Despite this progress, we are not yet benefitting from the full range of educator voices on policy, especially on school choice.

We hear from union leaders, of course, who mostly view parents and teachers choosing schools as an “existential threat” to their political power. But that isn’t the perspective of al — or even most — teachers.

According to the 2018 Education Next Poll conducted by Harvard University, 45 percent of teachers support or are neutral on charter schools, 56 percent support or are neutral on tax credits and 42 percent support or are neutral on universal choice.

School choice isn’t the only policy issue where opinion is divided but union leaders are unequivocal. A 2018 Educators 4 Excellence survey of unionized teachers confirmed this disconnect, revealing only 28 percent of unionized teachers believed policy decisions by the union represent their perspective “a great deal.” Fully 20 percent answered “not very much” or “none at all.”

Teacher dissatisfaction with union policies isn’t surprising. Prior to the Supreme Court’s decision in Janus v. AFSCME, more than 20 states, including California, New York, Pennsylvania and Illinois, allowed public unions to require teachers who do resign union membership to pay fees to the union. Unions could ignore dissatisfied members and still collect their money. 

It also isn’t surprising that the same union leaders that oppose parents and teachers choosing schools of choice also oppose choice for teachers when it comes to association membership.

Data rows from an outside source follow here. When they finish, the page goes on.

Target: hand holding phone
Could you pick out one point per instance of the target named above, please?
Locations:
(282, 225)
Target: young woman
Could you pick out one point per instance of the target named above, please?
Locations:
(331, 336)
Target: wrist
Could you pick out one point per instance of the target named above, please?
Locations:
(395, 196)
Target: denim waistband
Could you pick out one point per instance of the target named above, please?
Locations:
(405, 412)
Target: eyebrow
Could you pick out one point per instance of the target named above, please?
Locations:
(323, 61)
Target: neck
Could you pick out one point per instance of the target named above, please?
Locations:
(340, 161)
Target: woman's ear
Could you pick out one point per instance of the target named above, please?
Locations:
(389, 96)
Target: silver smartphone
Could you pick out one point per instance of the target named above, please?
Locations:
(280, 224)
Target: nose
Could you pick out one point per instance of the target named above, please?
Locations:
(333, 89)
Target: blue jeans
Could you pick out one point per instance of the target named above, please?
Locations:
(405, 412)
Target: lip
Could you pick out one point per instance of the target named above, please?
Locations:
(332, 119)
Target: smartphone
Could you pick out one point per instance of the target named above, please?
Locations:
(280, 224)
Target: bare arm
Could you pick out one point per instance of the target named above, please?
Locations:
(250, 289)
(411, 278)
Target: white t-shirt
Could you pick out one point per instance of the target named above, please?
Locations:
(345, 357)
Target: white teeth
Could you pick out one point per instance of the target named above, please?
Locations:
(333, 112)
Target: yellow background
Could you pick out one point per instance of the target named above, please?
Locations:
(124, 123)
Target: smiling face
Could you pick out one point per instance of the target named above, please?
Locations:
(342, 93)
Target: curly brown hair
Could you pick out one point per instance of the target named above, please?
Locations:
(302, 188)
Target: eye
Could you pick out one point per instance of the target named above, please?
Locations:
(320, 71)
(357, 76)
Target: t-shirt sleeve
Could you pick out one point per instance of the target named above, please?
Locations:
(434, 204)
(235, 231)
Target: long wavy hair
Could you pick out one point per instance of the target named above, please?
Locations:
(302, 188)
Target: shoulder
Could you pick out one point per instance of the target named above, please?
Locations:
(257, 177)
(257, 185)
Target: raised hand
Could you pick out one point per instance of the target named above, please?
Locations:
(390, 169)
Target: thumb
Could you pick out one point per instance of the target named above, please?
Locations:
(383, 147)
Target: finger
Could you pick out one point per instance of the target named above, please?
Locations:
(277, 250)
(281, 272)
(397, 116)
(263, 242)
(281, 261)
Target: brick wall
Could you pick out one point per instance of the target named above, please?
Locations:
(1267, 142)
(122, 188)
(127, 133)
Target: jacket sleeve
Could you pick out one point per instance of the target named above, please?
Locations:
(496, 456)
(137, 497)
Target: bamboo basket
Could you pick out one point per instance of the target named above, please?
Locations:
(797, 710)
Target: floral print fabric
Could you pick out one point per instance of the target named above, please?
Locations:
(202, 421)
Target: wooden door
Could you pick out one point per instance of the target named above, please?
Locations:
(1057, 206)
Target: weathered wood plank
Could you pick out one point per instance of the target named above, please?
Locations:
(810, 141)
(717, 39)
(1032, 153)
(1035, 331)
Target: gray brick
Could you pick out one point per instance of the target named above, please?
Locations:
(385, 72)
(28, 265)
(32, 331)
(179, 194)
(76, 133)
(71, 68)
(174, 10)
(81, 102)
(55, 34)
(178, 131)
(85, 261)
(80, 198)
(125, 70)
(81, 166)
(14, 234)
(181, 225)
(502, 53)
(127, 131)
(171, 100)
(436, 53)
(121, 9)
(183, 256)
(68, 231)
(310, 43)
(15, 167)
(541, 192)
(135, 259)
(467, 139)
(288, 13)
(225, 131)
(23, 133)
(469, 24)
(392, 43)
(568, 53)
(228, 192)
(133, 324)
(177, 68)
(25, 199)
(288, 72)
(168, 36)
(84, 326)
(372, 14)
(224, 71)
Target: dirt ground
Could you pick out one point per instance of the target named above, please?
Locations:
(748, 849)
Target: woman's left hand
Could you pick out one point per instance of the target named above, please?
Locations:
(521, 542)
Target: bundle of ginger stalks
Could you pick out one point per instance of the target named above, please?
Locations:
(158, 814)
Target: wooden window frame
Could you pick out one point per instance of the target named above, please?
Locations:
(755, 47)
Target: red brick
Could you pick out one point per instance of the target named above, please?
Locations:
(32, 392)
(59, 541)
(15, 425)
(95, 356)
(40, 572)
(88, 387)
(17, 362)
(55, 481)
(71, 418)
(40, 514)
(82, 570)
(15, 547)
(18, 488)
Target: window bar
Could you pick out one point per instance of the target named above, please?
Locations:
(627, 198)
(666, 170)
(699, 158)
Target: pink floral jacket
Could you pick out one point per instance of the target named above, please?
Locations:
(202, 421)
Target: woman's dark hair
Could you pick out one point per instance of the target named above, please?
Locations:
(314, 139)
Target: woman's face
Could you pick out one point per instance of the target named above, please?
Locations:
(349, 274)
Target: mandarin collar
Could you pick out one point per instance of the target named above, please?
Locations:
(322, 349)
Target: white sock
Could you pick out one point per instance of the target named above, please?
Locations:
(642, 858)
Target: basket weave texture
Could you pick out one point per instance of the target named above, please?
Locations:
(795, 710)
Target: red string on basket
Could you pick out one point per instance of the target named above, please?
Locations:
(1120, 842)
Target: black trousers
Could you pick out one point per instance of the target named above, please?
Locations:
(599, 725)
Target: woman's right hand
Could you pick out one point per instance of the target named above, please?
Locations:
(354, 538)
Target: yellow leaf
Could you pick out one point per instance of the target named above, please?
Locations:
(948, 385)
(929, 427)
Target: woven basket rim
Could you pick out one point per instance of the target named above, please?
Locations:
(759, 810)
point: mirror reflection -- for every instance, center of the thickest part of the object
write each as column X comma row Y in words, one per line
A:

After Janus outlawed those fees, many unions made it even more difficult for their members to quit, making opt-out windows comically inconvenient — sometimes just a few days in the summer — and unnecessarily complicated. According to a recent survey by, only 19 percent of teachers agreed it was “easy to resign union membership.” That’s gym-membership-level difficult. No wonder union leaders feel confident overstating teacher opinion on school choice.

As a result, some of those educators who support school choice policies — including those teaching in schools of choice or sending their children to schools of choice — are trapped funding organizations determined to end those programs.

This practice has the effect of silencing teachers who support school choice and forcing them to fund opposition of school choice. Many teachers just keep quiet and focus on teaching. The survey revealed nearly 20 percent of teachers disagree with many union policies but don’t want to offend their colleagues by speaking out.

We need this to change.

Teachers must be free to leave and join associations that represent their perspectives and respect their choices.

Teachers should be encouraged to speak up as individuals, even if that means disagreeing respectfully with union leaders and colleagues.

No teacher should be punished for disagreeing with the union and no teacher should have to jump through hoops to voice displeasure with union policy positions by resigning membership.

Teachers serve a vital role in policy debate, bridging gaps by speaking as parents and as educators, communicating effectively with their fellow teachers, and helping to ground reform proposals in the realities of an actual classroom.

We can start by recognizing the diverse perspective of teachers and celebrating the many choices they make, especially choosing the district or school that is right for them and joining organizations and associations that share their views. 

Colin Sharkey is the executive director of the Association of American Educators, which supports, an online resource for educators looking to explore their rights and options regarding union membership.